Phosphorylated Cos2 and Su(fu) by dimerized Fu promote the dissociation of Ci155 from the Cos2/Fu complex or Su(fu) and its nuclear translocation. (A, B-B′, C, D-D″) S2 cells were transfected with Myc-Ci155, Flag-Cos2 (A-B′) or Flag-Su(fu) (C-D′), and the indicated constructs. Cell extracts were immunoprecipitated with anti-Flag antibodies, followed by immunoblotting with indicated antibodies. Western blot for Flag-Cos2 or Flag-Su(fu) is serving as loading control, respectively. The Ci155 expression in the lysate is detected with anti-Myc antibody. (A) S2 cells were transfected with Flag-Cos2, Myc-Ci155 and Smo phosphor-mimetic mutants, which mimicked Hh gradient. (B, B′) FKBP- or Div-based Fu constructs were transfected into S2 cells with Flag-Cos2 and Myc-Ci155. (C) S2 cells were transfected with Flag-Su(fu), Myc-Ci155 and Smo phosphor-mimetic mutants.
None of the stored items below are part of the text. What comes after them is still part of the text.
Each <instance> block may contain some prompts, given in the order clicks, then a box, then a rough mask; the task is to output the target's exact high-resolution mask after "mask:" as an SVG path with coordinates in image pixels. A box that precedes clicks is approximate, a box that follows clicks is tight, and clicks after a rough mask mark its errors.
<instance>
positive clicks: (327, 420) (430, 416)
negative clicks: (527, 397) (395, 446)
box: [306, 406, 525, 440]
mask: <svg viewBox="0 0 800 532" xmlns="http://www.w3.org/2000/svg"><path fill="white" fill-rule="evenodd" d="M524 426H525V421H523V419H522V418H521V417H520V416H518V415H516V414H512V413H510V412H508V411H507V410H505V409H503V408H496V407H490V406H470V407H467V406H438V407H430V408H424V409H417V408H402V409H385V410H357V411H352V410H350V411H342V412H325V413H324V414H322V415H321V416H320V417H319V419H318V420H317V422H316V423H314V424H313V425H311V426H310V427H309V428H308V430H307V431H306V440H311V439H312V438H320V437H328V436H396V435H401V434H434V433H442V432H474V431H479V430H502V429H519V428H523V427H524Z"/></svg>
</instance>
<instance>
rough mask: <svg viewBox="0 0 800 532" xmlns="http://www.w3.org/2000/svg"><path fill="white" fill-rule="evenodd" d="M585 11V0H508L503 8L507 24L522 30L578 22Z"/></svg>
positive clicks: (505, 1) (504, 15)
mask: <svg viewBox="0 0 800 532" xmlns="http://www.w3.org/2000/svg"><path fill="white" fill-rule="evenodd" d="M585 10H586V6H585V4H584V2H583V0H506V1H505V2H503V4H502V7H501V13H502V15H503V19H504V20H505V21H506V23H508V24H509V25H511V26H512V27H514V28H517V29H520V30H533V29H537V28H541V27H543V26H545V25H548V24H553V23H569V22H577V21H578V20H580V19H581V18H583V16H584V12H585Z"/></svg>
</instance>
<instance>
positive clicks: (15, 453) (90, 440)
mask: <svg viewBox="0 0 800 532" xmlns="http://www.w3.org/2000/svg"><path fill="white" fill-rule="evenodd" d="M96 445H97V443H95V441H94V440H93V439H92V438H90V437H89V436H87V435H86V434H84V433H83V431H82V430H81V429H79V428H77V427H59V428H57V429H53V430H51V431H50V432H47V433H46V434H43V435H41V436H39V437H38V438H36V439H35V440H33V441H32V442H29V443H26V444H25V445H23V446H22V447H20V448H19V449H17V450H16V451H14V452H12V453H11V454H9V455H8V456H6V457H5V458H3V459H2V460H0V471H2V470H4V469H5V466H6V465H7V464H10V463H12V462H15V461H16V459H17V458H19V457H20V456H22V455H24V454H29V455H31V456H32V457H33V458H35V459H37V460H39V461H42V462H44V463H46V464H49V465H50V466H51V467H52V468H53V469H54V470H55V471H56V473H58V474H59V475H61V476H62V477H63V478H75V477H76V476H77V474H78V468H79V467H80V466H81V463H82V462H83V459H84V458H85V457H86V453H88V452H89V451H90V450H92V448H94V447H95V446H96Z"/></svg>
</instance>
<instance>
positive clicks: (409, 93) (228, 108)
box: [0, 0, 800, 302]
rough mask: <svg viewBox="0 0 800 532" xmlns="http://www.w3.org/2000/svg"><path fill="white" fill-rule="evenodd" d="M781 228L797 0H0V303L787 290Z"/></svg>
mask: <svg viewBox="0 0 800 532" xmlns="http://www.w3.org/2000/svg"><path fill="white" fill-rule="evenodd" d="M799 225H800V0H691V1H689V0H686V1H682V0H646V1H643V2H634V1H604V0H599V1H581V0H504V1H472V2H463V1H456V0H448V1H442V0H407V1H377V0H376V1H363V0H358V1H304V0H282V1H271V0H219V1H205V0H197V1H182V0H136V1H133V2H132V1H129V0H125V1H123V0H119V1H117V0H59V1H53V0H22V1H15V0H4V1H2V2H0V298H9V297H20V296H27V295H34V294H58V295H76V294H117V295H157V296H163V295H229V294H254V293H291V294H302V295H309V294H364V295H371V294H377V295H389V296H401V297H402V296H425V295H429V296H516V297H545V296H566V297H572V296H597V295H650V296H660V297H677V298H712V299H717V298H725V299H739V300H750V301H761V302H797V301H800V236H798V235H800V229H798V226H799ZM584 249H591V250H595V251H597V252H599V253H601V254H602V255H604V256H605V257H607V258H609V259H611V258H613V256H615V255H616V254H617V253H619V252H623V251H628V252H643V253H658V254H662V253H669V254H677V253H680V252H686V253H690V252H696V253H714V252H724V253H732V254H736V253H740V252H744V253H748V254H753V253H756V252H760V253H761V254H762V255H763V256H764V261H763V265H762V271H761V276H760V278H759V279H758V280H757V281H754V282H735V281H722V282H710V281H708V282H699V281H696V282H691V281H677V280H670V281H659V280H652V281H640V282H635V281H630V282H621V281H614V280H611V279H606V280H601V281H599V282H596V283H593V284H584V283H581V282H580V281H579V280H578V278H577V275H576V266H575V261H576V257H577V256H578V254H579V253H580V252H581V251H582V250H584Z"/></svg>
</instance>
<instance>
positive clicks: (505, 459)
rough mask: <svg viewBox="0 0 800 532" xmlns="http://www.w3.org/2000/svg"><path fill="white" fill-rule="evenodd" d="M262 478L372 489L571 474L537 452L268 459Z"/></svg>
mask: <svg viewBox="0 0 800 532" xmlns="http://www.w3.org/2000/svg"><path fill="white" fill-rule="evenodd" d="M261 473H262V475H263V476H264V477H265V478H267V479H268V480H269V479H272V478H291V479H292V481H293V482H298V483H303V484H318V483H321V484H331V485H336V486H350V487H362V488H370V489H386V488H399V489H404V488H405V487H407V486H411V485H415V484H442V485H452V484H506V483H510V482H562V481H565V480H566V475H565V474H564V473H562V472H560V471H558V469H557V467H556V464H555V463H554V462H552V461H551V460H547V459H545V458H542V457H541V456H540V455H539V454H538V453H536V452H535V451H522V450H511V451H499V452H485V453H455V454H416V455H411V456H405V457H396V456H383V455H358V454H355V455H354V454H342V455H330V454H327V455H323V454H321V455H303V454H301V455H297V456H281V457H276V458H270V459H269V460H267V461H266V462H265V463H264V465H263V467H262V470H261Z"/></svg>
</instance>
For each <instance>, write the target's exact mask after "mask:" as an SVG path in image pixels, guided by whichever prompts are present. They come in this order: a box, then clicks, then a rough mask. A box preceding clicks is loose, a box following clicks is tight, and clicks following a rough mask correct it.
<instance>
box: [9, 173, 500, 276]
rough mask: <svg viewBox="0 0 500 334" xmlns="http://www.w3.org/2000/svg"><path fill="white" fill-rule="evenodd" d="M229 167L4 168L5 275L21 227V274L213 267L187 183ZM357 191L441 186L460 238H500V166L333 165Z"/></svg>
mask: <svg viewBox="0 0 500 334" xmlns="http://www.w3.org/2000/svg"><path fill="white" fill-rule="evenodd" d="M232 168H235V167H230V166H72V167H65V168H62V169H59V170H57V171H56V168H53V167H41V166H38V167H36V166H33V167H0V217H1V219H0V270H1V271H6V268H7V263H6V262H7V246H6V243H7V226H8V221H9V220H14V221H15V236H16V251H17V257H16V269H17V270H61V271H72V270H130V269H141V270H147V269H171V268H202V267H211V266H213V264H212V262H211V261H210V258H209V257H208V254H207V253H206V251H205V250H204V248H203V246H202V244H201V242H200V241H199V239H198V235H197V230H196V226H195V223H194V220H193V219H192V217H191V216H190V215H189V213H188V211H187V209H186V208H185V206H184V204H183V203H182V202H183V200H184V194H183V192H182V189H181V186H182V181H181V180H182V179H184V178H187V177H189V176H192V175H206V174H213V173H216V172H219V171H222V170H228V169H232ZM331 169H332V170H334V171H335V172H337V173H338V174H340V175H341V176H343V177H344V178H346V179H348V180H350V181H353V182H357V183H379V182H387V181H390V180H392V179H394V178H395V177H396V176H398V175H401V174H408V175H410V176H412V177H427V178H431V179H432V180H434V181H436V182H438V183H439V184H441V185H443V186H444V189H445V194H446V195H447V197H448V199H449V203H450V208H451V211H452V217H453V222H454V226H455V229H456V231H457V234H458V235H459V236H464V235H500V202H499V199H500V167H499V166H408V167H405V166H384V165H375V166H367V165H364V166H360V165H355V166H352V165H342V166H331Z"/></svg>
SmoSD, which mimics the high Hh concentration, but not SmoSD¹ and SmoSD¹², could induce the dissociation between Su(fu) and Ci155. (D, D′) The dimerized Fu (Fv2-Fu with AP20187 treatment or Div-Fu) decreased the association between Su(fu) and Ci155, compared with Fv2-FuG13V with or without AP20187 treatment, Fv2-Fu without AP20187 treatment, or Div-FuG13V. (D′′) Div-FuK^* enhanced dissociation of Su(fu) with Ci155, compared with Div-FuK, Div-FuKG13V and Div-FuK^*G13V. (E) S2 cells were transfected with HA-Ci155, or HA-Ci155 and Flag-Su(fu), and treated with Hh or LMB, respectively, or with Hh and LMB treatment. The antibody detecting full-length Ci was used to stain for Ci155 (red), antibody recognizing Flag was used for immunostaining Flag-Su(fu) (green), and the nuclei were stained with DAPI (blue). The nuclei were circled by white line. (F, G) The percentage of S2 cells with Ci155 nuclear localization after co-transfected with Smo phosphor-mimetic mutants to mimic Hh gradient (F), or with dimerized Fu. FKBP- or Div-based dimerized Fu could antagonize Su(fu) and promote Ci155 nuclear translocation (G). In F and G, pUAST and Hh treatment served as negative and positive control, respectively.

Figure 7

In vivo activities of dimerized Fu variants. (A-H) Wing discs expressing the indicated dimerized Fu variants by act>CD2>Gal4. The immunostainings show the expression of Fu variants, dpp-lacZ (dppZ) (A-D) and endogenous Ptc (E-H). In the Div-Fu, Div-FuK and Div-FuK^* clones, which were marked by green, dppZ or Ptc (blue) expression was turned on in A-compartment (B, F, Div-Fu; C and G, Div-FuK; D, H, Div-FuK^*). However, as the control, DivIVA protein failed to upregulate dppZ or Ptc expression (A, E).